Ein journalistischer Zeitzeuge des politischen Geschehens in Bern: Bernard Wuthrich. Bild: Lea Kloos

Aktuell – 09.05.2022

«Ich bin stolz auf meine 40 Jahre im Journalismus»

Der frisch pensionierte Bundeshauskorrespondent Bernard Wuthrich blickt auf wichtige Ereignisse der Schweizer Politik zurück.

Von Jean-Luc Wenger

In seinem letzten Artikel bevor er am 29. Januar in den Ruhestand ging, ­beschreibt der Journalist Bernard Wuthrich seine fast dreissig Jahre in Bern aus der Perspektive von vier ehemaligen Bundesräten: Micheline Calmy-Rey, Pascal Couchepin, Joseph Deiss und Christoph Blocher.

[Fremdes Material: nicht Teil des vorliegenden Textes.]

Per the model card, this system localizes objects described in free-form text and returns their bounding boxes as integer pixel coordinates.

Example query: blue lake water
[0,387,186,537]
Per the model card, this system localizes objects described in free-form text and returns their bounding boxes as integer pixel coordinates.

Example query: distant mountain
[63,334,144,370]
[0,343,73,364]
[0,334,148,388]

Seine Leidenschaft für Schweizer Politik ist aber nicht von heute auf morgen verschwunden: Nur knapp zwei Wochen später, am 13. Februar, steht er bei der Abstimmung zur Abschaffung der Stempelabgaben schon wieder im ­Einsatz. Gelegentlich wird er auch künftig für die Tageszeitung Le Temps schreiben und dem Nachwuchs mit wertvollen ­Ratschlägen beiseitestehen – immerhin war Wuthrich seit der Gründung der ­Zeitung 1998 mit von der Partie.

Mit EDITO schaut Wuthrich auf die Veränderungen zurück, die dem Beruf widerfahren sind: «Zunächst waren da die technologische Entwicklung, das Internet, die sozialen Netzwerke. Damit wurde die Zeit immer knapper, um eine Information ­sorgfältig zu überprüfen, wie man es uns noch beigebracht hatte. Die Arbeitsweise hat sich verändert, heute müssen wir uns ständig anpassen.»

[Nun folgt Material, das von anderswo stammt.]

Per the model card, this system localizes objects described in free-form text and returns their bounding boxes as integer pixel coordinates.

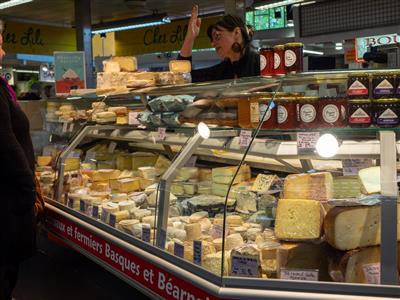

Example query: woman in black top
[178,5,260,82]
[0,21,36,300]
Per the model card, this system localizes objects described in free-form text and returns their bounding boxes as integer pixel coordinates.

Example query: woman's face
[211,27,242,59]
[0,34,6,61]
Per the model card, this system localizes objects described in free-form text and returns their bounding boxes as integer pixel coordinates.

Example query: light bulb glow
[315,133,339,158]
[197,122,210,139]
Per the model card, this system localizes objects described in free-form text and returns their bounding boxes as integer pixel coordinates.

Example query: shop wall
[3,22,76,55]
[115,17,218,55]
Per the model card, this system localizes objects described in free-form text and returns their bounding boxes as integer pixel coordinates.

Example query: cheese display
[324,204,400,250]
[283,172,333,201]
[275,199,323,241]
[358,167,381,194]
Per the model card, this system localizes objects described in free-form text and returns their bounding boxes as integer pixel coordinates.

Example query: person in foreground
[0,21,36,300]
[178,5,260,82]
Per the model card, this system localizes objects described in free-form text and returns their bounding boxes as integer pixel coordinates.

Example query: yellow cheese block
[275,199,323,241]
[283,172,333,201]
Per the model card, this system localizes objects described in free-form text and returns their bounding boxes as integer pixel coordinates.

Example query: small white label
[379,108,397,119]
[108,142,117,153]
[260,55,267,71]
[174,242,185,258]
[239,130,251,148]
[297,132,319,153]
[349,80,366,90]
[285,50,297,68]
[342,158,372,176]
[376,79,393,89]
[62,122,68,133]
[193,241,202,265]
[158,127,167,141]
[274,53,281,70]
[231,255,260,277]
[363,263,381,284]
[279,268,319,281]
[128,111,140,125]
[142,224,151,243]
[300,104,317,123]
[277,105,288,124]
[322,104,340,123]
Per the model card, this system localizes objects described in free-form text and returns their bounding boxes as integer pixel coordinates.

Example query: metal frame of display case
[47,72,400,299]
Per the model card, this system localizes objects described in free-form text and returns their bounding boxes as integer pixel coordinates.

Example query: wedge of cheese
[358,167,381,194]
[275,199,323,241]
[324,204,400,250]
[283,172,333,201]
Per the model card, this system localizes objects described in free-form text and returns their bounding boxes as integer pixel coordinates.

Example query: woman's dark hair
[207,15,253,48]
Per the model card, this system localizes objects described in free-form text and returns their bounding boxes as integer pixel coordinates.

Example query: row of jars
[238,97,400,129]
[260,43,303,76]
[347,73,400,99]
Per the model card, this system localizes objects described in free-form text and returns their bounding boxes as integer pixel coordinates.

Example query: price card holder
[158,127,167,141]
[363,264,381,284]
[297,132,319,155]
[239,130,252,148]
[193,241,202,266]
[231,255,260,277]
[108,214,117,227]
[128,111,140,125]
[174,242,185,258]
[279,268,319,281]
[342,158,372,176]
[142,224,151,243]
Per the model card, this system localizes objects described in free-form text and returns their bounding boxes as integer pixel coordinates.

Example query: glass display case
[41,71,400,299]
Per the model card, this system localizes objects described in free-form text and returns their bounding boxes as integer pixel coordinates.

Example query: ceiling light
[303,49,324,55]
[315,133,339,158]
[0,0,33,9]
[92,14,171,34]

Im Gegensatz zu einer weitverbreiteten Meinung glaubt Bernard Wuthrich, dass soziale Netzwerke Volks­abstimmungen (noch) nicht beeinflussen würden. «Doch das wird kommen», meint er. Bereits jetzt sei dies bei den politischen Kampagnen zu beobachten: «Die Slogans und Argumente, die im Vorfeld einer ­Abstimmung verbreitet werden, unterscheiden sich manchmal sehr stark von ­denen, die in den Parlamentsdebatten ­erwähnt werden.»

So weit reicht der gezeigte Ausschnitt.